Transparency builds trust
Olaf Steenfadt, Project Director of Reporters without Borders’s Media Ownership Monitor, put the European situation into a global context. He emphasised that transparency about media ownership works in favour of the owners, because the public understands who is behind the news and is therefore more ready to trust it.
Taking up the political challenge, Catherine Murphy, an elected member of the Daíl (Irish parliament) told the #newsocracy2 delegates that competition laws had been ignored in the recent takeover of Celtic Media Holdings, which now belong to Denis O’Brien’s Communicorp. It is a multi-national corporation that owns a major part of national and local newspapers as well as several radio stations, in addition to radio groups and newspapers in Northern Ireland, England and Scotland.

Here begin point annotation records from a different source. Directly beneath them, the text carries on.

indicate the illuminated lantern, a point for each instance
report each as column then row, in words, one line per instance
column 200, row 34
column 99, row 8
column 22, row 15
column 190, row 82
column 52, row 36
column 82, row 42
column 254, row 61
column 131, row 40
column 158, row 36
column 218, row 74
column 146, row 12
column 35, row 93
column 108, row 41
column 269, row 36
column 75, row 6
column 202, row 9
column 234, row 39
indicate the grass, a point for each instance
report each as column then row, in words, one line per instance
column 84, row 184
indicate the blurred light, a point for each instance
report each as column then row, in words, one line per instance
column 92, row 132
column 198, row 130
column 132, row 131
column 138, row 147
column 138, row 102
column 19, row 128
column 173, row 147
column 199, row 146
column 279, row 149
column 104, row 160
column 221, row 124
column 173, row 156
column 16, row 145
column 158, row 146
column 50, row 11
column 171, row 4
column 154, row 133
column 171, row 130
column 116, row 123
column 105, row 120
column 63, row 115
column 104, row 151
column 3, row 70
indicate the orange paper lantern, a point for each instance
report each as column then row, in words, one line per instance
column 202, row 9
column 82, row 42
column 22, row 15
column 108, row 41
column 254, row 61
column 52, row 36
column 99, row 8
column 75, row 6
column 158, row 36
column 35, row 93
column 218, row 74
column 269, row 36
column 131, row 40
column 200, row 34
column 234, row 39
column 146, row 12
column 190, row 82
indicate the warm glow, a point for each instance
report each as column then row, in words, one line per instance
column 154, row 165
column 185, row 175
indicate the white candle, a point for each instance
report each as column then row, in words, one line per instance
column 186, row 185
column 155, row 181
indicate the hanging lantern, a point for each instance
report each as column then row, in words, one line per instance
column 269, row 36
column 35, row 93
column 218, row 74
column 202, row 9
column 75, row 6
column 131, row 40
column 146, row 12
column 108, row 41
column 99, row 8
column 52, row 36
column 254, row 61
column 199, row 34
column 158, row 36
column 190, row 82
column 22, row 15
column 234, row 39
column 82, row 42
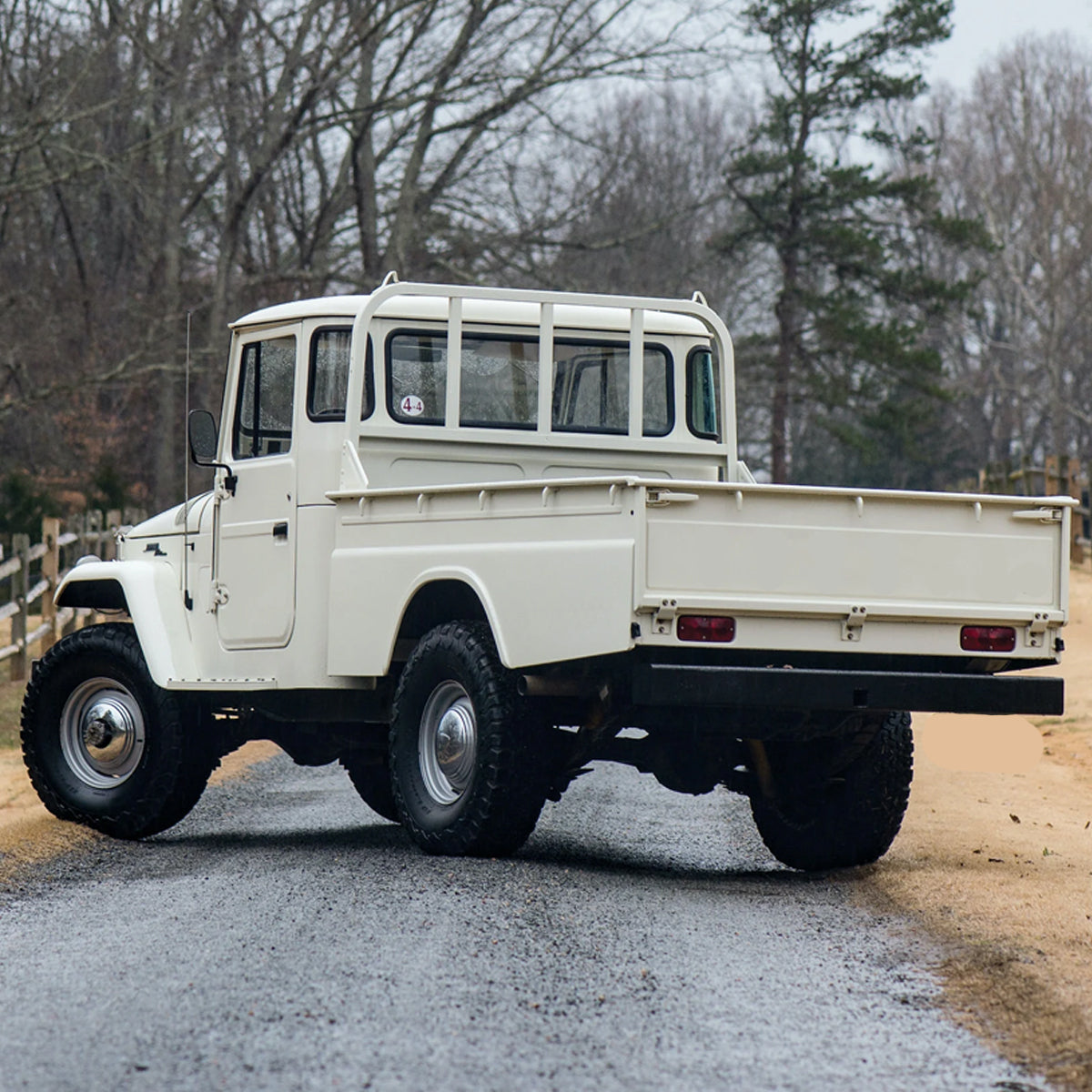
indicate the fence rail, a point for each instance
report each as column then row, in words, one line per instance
column 33, row 574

Murphy went straight from the debate to the Daíl, where she moved a Private Members Bill to make the anti-competition law retrospective in the case of Celtic Media Holdings. The basis for this unusual move was established in a legal opinion commissioned by MEP Lynn Boylan, from the London-based law firm Doughty Street chambers. She was acting on behalf of the GUENL group of green and left wing MEPs.
Boylan said, quoting from the legal opinion:
On the concentration of media ownership in Ireland, we consider there to be a perfect storm which poses grave risks to freedom of expression and media pluralism in the Irish market”.